I am grateful to Drs Jones, Brading, and Mortensen for their comments. I agree that the extrinsic sympathetic innervation to the internal sphincter is predominantly excitatory, and that the parasympathetic extrinsic innervation causes internal sphincter relaxation. As mentioned in their letter, our own in vitro studies have demonstrated this convincingly. That we stated the reverse in our “Gut file” case report was a simple error, and I appreciate the correction.

The main point of the report however remains the original description that gaping of the anal canal, with failure to return to its state of normal resting tone, after simple examination may reflect underlying extrinsic neurological damage. Although it is true that approximately 80% of the resting anal tone is contributed to by intrinsic myogenic activity of the internal sphincter in health, we do not know how loss of the normal extrinsic nerve supply may alter smooth muscle function. Damage to the extrinsic nerve supply affecting the sympathetic or parasympathetic components may also result in altered sphincter control and behaviour.

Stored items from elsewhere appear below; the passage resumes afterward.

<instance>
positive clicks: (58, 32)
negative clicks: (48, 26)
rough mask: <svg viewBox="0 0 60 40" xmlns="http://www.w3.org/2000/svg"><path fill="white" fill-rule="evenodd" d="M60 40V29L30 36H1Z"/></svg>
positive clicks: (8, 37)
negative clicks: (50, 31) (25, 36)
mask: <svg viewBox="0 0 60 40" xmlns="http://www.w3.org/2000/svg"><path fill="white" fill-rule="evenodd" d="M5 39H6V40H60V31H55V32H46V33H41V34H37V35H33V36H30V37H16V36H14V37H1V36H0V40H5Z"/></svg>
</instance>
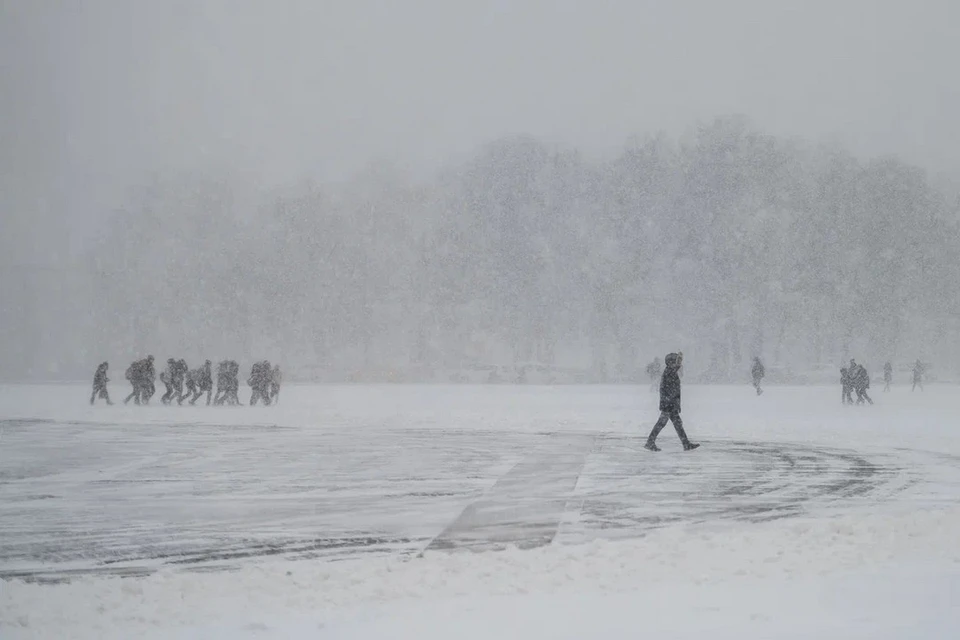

I doubt that the rectoanal reflex was the cause of this patient's sustained anal relaxation. In healthy subjects this reflex requires rectal distension, which does not occur during simple digital examination. Furthermore, any slight relaxation that might occur during digital examination is normally short lived and ceases when the finger is withdrawn. As stated in their letter, we believe it is this failure of the sphincter to return to a closed state that may be a pointer to underlying neurological disease.